The Algerian president’s office announced on Wednesday that the North African nation was “immediately” suspending a two-decade-old friendship treaty with Spain.
"Algeria has decided the immediate suspension of the Treaty
of Friendship, good neighborliness and cooperation that it concluded with
Spain," said a statement by the Algerian presidency late Wednesday
following a meeting for the country's high council of security headed by President
Abdelmajid Tebboune.
The Algerian statement said the recent Spanish position
regarding the Western Sahara dispute contradicts its legal, moral and political
obligations toward the territory as being a former Spanish colony.
"This attitude of the Spanish government is a violation of
the international legality that its status as an administering power imposes on
it and of the efforts made by the United Nations and the new personal envoy of
the Secretary General, contributing directly to the deterioration of the
situation in Western Sahara and the region," the statement added.
Algeria's move came in response to Spain's stance in March in
which the latter publicly recognized Morocco's autonomy plan for the disputed
territory.
For his part, Spain’s foreign minister said he “regrets”

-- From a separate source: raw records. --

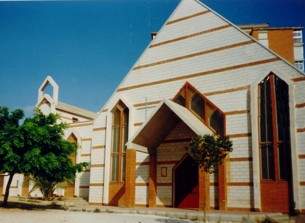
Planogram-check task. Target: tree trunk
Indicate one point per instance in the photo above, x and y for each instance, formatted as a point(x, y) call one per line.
point(7, 189)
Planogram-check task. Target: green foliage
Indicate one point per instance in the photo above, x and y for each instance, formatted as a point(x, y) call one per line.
point(11, 143)
point(209, 151)
point(49, 160)
point(12, 148)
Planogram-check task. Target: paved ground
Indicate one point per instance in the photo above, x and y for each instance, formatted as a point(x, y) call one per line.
point(59, 216)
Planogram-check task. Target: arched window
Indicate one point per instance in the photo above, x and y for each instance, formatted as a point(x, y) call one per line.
point(217, 122)
point(197, 105)
point(274, 128)
point(119, 139)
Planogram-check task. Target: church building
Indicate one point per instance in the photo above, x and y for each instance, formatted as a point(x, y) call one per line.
point(200, 74)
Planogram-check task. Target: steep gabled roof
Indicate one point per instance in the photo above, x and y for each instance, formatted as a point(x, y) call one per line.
point(196, 36)
point(163, 120)
point(75, 110)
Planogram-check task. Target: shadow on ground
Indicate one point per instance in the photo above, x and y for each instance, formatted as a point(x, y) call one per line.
point(29, 206)
point(164, 220)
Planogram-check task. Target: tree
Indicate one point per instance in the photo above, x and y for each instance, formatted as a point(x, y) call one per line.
point(209, 151)
point(49, 161)
point(12, 147)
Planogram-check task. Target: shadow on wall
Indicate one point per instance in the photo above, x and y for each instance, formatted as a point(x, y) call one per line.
point(168, 220)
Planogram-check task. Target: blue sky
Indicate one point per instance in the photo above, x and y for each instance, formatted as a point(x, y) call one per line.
point(88, 46)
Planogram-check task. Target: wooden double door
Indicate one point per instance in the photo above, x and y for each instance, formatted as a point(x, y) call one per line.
point(186, 189)
point(275, 151)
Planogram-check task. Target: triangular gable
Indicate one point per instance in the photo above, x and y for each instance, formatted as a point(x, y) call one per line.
point(163, 120)
point(195, 41)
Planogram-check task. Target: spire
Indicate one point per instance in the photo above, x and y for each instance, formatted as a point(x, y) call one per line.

Algeria’s decision to “immediately" suspend a two-decade-old friendship
and cooperation treaty with his country.
The further breakdown of relations between Spain and Algeria
came after Spanish Prime Minister Pedro Sanchez defended his recent foreign
policy shift to support Morocco’s vision for the future of the disputed
territory of Western Sahara.
Meanwhile, the Spanish government says it will "firmly
defend" its national interests in the wake of Algeria's decision to
suspend a 20-year-old treaty of friendship and cooperation and ban all non-gas
trade with Spain, the foreign minister said on Thursday.
Jose Manuel Albares told reporters Spain was also monitoring gas
flows from Algeria, which account for nearly half of Spain's gas imports, and
said these were unaffected by the diplomatic row over Madrid's stance on the
disputed territory of Western Sahara.
North African gas supplies to Europe have grown increasingly important this year in light of Russia's military operations in Ukraine.